Casey Calls On CDC To Review All Local Legionnaires' Cases
PITTSBURGH (KDKA) -- A sixth death from legionella bacteria -- possibly linked to the Veterans Administration Hospital in Pittsburgh -- has prompted U.S. Sen. Bob Casey to call on the Centers for Disease Control (CDC) to re-examine all cases of legionnaire's disease in the Pittsburgh area.
"It's important that people throughout southwestern Pennsylvania, especially veterans and their families, know that every aspect of this tragedy has been looked at," Casey told KDKA's Jon Delano.
Casey and others suspect that some cases and deaths may have been mis-classified -- that is, attributed by CDC as community-acquired legionella instead of VA hospital-acquired legionella.
"If it was community-acquired, then the VA would claim that they should not bear any responsibility for that," said Dr. Victor Yu of the University of Pittsburgh School of Medicine.
Dr.
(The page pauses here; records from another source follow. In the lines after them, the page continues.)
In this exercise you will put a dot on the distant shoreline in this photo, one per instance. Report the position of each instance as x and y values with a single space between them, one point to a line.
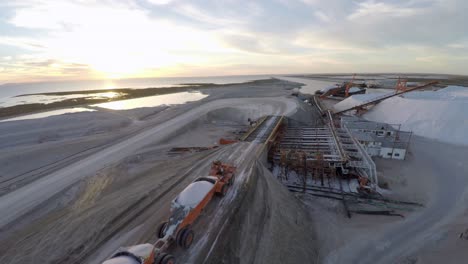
124 94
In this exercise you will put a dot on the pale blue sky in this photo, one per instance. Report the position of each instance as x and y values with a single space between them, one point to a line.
85 39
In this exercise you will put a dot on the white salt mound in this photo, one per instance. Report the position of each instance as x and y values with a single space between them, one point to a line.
441 115
192 195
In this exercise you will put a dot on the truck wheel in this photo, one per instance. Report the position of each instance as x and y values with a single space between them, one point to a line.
185 238
165 259
162 229
223 190
231 181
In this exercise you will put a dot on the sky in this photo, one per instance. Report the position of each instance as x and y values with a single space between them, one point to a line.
43 40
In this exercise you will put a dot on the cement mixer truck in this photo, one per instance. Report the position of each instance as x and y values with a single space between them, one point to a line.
185 210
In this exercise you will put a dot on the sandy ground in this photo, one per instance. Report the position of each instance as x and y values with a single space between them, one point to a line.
76 187
103 180
434 173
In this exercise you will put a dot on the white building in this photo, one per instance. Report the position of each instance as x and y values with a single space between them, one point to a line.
378 139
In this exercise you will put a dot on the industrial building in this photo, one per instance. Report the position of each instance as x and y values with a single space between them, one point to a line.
378 139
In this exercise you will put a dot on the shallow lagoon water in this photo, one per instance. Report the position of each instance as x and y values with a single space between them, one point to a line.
152 101
48 113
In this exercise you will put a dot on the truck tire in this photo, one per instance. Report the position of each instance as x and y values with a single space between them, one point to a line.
231 181
223 190
185 238
162 229
165 259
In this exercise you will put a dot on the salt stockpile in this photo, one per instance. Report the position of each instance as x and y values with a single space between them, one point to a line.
441 115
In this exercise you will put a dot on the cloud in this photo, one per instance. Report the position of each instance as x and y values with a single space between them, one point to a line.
380 9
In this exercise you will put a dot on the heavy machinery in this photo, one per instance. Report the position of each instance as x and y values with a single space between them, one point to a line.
361 108
185 210
343 90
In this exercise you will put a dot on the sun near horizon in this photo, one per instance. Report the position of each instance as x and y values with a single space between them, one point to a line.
67 40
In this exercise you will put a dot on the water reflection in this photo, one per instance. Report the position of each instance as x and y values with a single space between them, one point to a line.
151 101
47 99
49 113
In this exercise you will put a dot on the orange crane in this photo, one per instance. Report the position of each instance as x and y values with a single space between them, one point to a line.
185 210
401 85
379 99
349 85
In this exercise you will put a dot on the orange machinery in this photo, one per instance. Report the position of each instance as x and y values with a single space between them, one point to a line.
187 207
Yu, whose whistle-blowing in this case exposed the VA problem, said the CDC used calculations that minimized VA responsibility.
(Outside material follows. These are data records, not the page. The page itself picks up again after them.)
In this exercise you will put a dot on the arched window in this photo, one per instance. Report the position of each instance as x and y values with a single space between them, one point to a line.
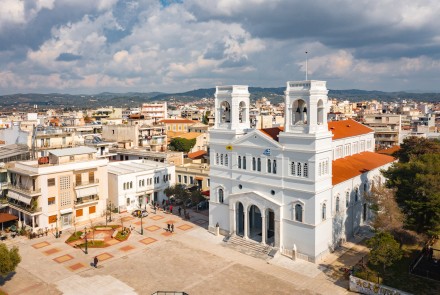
292 168
321 115
225 112
298 213
242 112
220 195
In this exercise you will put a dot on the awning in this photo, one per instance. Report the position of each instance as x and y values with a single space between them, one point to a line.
66 211
5 217
85 192
20 197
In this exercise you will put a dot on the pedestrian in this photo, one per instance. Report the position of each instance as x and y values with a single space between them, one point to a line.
95 261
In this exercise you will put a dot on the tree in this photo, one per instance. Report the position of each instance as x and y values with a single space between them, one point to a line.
388 216
417 185
414 147
9 259
384 250
182 144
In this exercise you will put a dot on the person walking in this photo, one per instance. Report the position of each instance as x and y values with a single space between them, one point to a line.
95 261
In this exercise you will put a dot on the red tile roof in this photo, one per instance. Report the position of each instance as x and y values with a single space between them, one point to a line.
352 166
347 128
272 132
389 151
177 121
197 155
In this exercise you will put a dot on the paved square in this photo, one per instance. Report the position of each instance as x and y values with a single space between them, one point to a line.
104 256
152 228
76 266
63 258
127 248
51 251
40 245
157 217
167 234
185 227
112 242
127 218
148 241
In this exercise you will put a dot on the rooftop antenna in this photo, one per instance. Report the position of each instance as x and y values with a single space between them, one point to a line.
306 66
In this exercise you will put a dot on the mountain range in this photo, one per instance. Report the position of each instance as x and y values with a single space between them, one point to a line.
132 99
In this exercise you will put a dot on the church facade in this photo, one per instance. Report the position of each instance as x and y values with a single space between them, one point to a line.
299 187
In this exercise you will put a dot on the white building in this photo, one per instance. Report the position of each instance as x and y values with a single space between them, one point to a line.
298 187
65 188
135 183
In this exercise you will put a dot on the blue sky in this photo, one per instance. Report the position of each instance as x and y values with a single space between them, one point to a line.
83 46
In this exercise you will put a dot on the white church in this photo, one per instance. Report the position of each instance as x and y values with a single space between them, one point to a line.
300 186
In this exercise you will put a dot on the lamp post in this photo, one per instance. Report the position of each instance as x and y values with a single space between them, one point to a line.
85 236
56 228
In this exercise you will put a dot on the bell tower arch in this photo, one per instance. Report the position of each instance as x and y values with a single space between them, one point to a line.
232 107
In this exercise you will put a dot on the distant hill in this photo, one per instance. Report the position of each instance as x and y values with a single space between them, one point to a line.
131 99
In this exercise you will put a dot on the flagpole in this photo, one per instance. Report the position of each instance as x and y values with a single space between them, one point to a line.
306 67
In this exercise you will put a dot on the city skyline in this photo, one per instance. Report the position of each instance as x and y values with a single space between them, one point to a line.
174 46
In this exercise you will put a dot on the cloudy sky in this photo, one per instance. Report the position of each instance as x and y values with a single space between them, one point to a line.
90 46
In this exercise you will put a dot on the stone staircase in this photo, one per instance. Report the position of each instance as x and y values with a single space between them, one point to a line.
249 247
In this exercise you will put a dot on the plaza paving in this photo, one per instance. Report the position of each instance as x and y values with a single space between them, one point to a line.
190 259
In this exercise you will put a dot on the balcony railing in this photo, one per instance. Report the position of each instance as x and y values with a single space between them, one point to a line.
83 183
22 206
85 200
24 190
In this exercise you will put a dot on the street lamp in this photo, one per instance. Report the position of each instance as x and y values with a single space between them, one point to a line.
142 228
85 236
56 228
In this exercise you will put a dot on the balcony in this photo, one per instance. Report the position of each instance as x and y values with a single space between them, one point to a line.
86 200
20 206
86 183
23 190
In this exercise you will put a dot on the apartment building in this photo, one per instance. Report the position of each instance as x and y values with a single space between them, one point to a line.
67 187
136 183
155 111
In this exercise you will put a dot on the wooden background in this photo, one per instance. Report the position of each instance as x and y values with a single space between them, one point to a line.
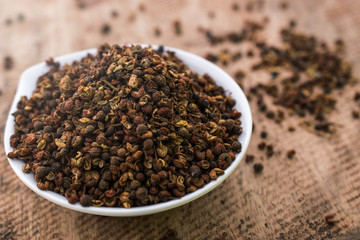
289 200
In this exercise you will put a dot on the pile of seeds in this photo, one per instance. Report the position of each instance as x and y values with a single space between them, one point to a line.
315 72
128 127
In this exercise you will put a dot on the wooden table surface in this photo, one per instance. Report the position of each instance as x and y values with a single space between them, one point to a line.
288 200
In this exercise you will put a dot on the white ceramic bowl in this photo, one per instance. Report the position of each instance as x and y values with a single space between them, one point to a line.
27 84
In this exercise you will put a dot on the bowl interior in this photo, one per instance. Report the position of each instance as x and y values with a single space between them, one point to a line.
27 84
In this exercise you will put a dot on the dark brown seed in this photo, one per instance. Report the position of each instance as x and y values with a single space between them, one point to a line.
355 114
141 193
263 134
148 144
262 145
141 129
89 129
290 154
105 29
249 158
236 147
195 171
41 172
330 219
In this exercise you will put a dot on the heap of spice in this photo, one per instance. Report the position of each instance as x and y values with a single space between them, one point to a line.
128 127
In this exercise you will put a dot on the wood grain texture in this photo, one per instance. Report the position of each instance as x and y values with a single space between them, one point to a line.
287 201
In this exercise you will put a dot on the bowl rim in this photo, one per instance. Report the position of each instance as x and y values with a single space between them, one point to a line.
56 198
"Those patients in that grey area were shifted into community-acquired," he said.
Yu says he's not surprised by these new developments.
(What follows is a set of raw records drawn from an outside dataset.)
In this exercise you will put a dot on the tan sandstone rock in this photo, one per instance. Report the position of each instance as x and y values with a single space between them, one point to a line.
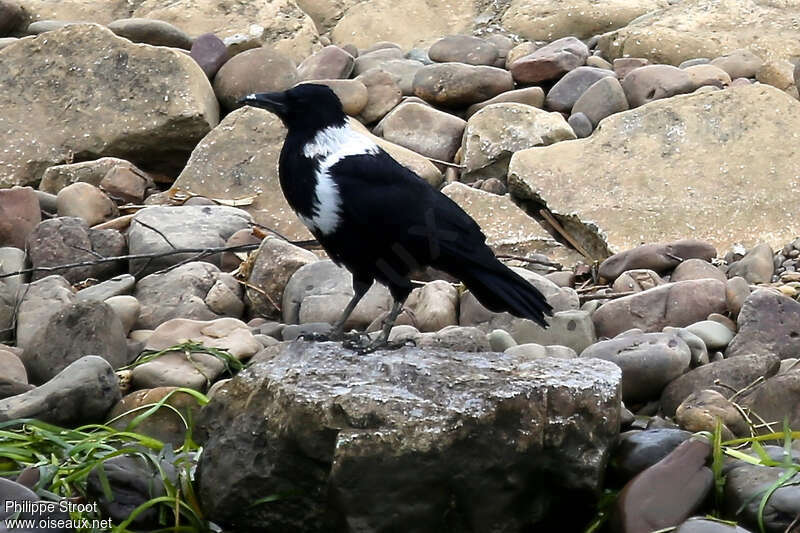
544 20
678 177
84 92
238 160
280 24
698 28
508 229
78 10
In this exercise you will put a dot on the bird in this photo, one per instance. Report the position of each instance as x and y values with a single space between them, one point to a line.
376 217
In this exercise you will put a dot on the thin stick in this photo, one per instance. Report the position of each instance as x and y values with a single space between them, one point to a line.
445 163
612 296
529 260
154 255
560 229
148 226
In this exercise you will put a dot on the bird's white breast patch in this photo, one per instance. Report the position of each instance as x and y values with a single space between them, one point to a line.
328 147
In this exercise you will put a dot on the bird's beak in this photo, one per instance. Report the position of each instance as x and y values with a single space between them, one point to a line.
275 102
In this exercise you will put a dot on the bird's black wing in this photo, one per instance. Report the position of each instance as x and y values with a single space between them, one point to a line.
391 210
389 202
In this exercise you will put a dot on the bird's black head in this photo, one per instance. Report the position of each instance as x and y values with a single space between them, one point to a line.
307 106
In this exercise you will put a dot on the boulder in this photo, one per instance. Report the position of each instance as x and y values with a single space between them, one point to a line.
57 177
603 98
654 82
41 300
86 202
67 240
463 49
210 53
329 63
199 370
12 17
415 162
275 262
694 28
550 61
163 228
150 31
496 132
619 195
143 103
82 393
319 292
87 10
20 213
351 93
380 439
182 292
164 424
375 59
279 24
769 323
76 330
239 159
673 304
658 257
541 20
508 229
680 483
566 91
423 129
364 24
756 266
458 85
736 373
638 450
533 96
649 361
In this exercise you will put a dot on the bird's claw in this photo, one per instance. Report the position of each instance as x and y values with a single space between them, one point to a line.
315 337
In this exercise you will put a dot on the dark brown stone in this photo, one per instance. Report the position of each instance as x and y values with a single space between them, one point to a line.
659 257
210 53
679 484
769 323
736 373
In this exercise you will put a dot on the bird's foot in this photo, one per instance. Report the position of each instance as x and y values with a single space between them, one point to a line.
314 336
355 340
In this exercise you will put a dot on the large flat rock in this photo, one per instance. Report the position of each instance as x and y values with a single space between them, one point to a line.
714 166
699 28
432 439
82 92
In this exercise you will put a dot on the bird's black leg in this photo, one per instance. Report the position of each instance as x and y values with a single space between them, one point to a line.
388 323
360 288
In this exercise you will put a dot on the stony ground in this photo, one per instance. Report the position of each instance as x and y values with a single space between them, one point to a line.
636 161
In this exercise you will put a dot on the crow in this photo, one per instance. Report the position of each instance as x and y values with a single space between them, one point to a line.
376 217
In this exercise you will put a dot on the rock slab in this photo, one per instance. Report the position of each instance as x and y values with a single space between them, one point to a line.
626 197
432 434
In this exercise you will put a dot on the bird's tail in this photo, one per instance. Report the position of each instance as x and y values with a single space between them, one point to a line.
500 289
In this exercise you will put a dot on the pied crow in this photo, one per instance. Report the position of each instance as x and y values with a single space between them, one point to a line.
376 217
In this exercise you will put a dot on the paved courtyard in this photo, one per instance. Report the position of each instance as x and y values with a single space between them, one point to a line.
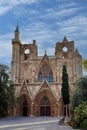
32 123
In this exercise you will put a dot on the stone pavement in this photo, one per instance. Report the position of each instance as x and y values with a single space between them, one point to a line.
33 123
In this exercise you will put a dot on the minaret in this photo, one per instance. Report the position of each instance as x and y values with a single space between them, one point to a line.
16 37
16 44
"Most of us had surmised that the cases the VA was admitting to still were the tip of the iceberg," he said. "So the fact that there was a sixth case wasn't surprising."
So could this possible sixth death from legionella at the VA hospital be the last? Casey is skeptical.
"I have some real questions and question marks about whether it is sixth and that it is the last one," said Casey.